Expect miracles and "Hold On".

Tracy Family said...

Hi Mimi. I have loved our past emails back and forth, when we found out about Ryan's condition, your words of comfort brought me a lot of strength when I felt broken into pieces. After Ryan passed they did too and I thank you for them because they made me stronger. I know what you are feeling, and it stinks to say the least! Not being able to hold your baby when they are suffering is the worst feeling ever, like torture.... Just know that we love you, and that angels are bearing you up, and that the Savior will take all your burden's if you let Him. Read the Hymn, "Where can I turn for Peace" it has helped me a lot lately. :)

LiNdS said...

Mimi,
Thanks for commenting on our blog. Little do you know that we have been actually checking your blog for quite some time now, and praying like crazy for Mia.
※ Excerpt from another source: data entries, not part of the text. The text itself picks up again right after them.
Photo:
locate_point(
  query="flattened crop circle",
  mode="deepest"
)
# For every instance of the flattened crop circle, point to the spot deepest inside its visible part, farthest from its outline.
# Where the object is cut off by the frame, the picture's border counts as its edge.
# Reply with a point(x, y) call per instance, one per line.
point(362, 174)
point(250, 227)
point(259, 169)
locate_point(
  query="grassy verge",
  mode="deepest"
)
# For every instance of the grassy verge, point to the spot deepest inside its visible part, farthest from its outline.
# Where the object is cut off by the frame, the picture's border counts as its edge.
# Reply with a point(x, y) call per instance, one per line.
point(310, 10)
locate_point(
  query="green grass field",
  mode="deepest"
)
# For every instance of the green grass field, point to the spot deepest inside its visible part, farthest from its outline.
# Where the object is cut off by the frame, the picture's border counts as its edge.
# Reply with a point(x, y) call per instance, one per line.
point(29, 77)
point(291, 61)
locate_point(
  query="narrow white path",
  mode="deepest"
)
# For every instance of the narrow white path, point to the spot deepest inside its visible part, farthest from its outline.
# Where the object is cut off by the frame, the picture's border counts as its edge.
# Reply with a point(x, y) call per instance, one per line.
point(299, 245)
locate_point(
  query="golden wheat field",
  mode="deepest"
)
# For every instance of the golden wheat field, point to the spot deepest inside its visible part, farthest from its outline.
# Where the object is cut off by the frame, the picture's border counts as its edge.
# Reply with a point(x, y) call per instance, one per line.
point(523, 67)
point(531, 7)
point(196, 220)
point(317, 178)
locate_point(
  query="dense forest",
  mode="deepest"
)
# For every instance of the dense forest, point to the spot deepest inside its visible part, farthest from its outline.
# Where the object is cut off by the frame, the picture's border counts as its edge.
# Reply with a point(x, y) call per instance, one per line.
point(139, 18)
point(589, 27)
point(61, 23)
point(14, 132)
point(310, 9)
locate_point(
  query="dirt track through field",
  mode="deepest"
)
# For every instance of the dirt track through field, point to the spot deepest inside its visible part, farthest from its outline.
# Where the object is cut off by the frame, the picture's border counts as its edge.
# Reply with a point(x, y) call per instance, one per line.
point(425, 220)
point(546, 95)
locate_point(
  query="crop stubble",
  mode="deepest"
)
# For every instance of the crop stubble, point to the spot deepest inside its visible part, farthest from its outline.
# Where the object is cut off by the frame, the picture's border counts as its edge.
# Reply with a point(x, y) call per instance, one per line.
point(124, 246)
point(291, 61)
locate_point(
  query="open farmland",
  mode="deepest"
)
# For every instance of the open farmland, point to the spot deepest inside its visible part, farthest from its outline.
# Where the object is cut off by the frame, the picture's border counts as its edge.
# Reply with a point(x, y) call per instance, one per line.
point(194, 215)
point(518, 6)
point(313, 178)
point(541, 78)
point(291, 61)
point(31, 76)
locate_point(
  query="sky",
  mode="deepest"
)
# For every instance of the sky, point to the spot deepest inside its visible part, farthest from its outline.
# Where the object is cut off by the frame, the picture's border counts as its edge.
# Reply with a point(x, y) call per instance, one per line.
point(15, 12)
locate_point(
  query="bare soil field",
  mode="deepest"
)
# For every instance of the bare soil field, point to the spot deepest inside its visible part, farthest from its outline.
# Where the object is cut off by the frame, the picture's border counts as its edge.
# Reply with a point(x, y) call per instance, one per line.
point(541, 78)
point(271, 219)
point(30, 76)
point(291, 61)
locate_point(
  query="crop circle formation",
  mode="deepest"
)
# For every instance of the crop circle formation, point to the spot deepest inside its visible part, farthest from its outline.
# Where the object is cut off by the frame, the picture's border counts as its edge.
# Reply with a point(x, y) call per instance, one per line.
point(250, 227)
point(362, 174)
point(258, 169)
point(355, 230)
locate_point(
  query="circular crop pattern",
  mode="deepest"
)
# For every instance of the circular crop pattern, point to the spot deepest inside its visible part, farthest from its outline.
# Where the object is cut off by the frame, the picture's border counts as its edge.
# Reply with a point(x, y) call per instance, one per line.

We also donated just a little money a while back and I hope you got it and I hope a little helps. Mia is absolutely precious... just having a baby makes my heart ache for you and what you are going through. I hope with everything that she gets her heart soon. We will continue to pray. And we appreciate the honesty in your blog... don't apologize! It was beautiful to read your feelings and get some idea of what you are going through. We will continue to pray and watch for good news!
Lindsey and Jd Mair

Maria said...

We are praying for your family and little Mia. You both are such strong parents. Your children are so blessed to have the two of you. I appreciate both of your openness to share your true feelings about all that is happening. Hold On... the Lord has a plan for you.

Yergensen Family said...

WOW that was so powerful in every way! Thank you for sharing. I can't even imagine all the hard yet wonderful things that go on in your life right now. You are so so strong and you will come out on top and so will your cute family, all of you! One thing I tell my husband when I cut my hair...It will grow back eventually...don't worry it will come back and she will even prettier and healthier than before! God has placed this upon you because you are strong...he only gives you what you can handle! Keep the faith and remember all of us out here praying for you and your family! We all love you!

Jen said...

Mimi,

I know it is excruciating being torn between the children that you love. I remember wanting to die at the thought of leaving Zoe alone at the hospital because a baby should be with her mother and deserves to be especially when she's sick. And then I would see my little boy crying because I wasn't coming home that night and I'd want to collapse into a helpless heap of tears. It was so hard to picture Noah being okay after this experience but he was. He was sad and mad and when we did come home it was hard for awhile but soon he was his lovely self again. It's horrible to see your children hurting especially all of them at once but there is healing down the road. Hang in there and say hi to that crazy seagull for me (he and I dined together often also).

-Jen

Rachel said...

I hope you don't regret this post. I've personally never seen so many comments to one post. I hope you can feel everyone's love for you and your family. You are an amazingly strong woman. We pray for you all and hope for the best.

Holen Family said...

Mimi-
I have also been checking your blog as often as possible. I was just in your situation a couple of months ago and I also had the breakdown. I was constantly giving myself pep talks until one day I just didn't have enough energy. They sent a social worker to talk to me and she said "you are doing everything you can and that is what matters the most" I gathered myself and knew I had to keep being strong for Lilly. I found great strength reading passages by Gordon B. Hinckley. Just keep holding on. I pray for you and Mia every night.